Garrido's teams rarely have a high octane offense. They play in a big ballpark and rely on balls in the gap, athleticism and execution of small ball more than anything else. It's rare to see them bash the ball out of the park and it hasn't stopped the Longhorns from going to Omaha seven times since Garrido took over in 1997, twice winning national title.
So Texas doesn't usually have an amazing offense and it's never stopped them before, but this year they are exceptionally weak at the plate. They hit just .272 as a team and only three players hit over .300 this season. Four regulars hit under .255 and only two players hit more than two home runs this season. Texas manages what they can with a lot of hitting behind runners and sacrifice bunts (they led the nation in sac bunts this season), but the offense isn't going to put a major scare in anyone.
How does a team with such a questionable offense win the Big XII and get a national seed then? They can sure pitch it. Taylor Jungmann is one of the top pitchers in the country and a first round pick of the Milwaukee Brewers and Cole Green and Sam Stafford back him up in the rotation. Corey Knebel is one of the top closers in the country and has 19 saves to his name, while three other arms are shutdown guys in front of him.
If the offense can back up the pitching staff, the Longhorns can undoubtedly win the national title. Their pitching, second in the country with a 2.27 team ERA, can carry any team with just the slightest bit of help. The question is whether or not the offense can provide that slightest bit of help and with Florida, Vanderbilt and North Carolina in their bracket, getting the slightest bit of help won't be easy.
Probable Starters For Opening Two Games
Taylor Jungmann, Cole Green - All regular season long, nobody could beat Jungmann. He was 13-0 and completely dominant, but he's lost both of his starts in the postseason.
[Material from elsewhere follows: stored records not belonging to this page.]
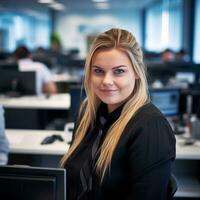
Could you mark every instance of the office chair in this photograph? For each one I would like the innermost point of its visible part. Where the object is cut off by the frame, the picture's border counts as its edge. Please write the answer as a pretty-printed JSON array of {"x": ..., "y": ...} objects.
[{"x": 172, "y": 187}]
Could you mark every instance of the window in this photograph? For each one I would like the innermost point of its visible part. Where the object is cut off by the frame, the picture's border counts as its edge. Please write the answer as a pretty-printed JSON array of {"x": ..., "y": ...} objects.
[
  {"x": 163, "y": 26},
  {"x": 21, "y": 28}
]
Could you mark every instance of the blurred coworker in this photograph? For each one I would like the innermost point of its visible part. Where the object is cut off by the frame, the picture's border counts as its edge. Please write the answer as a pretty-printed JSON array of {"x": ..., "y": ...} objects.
[
  {"x": 44, "y": 77},
  {"x": 4, "y": 146},
  {"x": 182, "y": 56},
  {"x": 167, "y": 55}
]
Even so, the flamethrower has a 1.38 ERA and mind-boggling 123 strikeouts to just 32 walks. What the Longhorns can get out of Green is less certain with a 3.03 ERA and pinpoint command, but he has been hit before. Both Jungmann and Green have experience with Texas going to the Championship Series two years ago so if nothing else, they will be composed.
Erich Weiss - Throw any freshman into the College World Series and you're not 100% sure what you're going to get, but Weiss has looked like anything but a freshman this season. With a .358 batting average, 44 RBI, .532 slugging percentage and .495 on-base percentage (all team bests) to go along with four homers, Weiss is one of just a couple real threats in the Texas lineup.
Getting past Florida in the opener will be tough, but with Jungmann on the mound the Longhorns have a chance. Even so, it's tough to see the offense doing enough to get Texas through what is being billed the "Bracket of Death." They have the coach. They have the experience having just been there two years ago. They have the ability to play under pressure after winning five consecutive elimination games to get to Omaha. It just doesn't look like they have the offense to win more than one game in Omaha.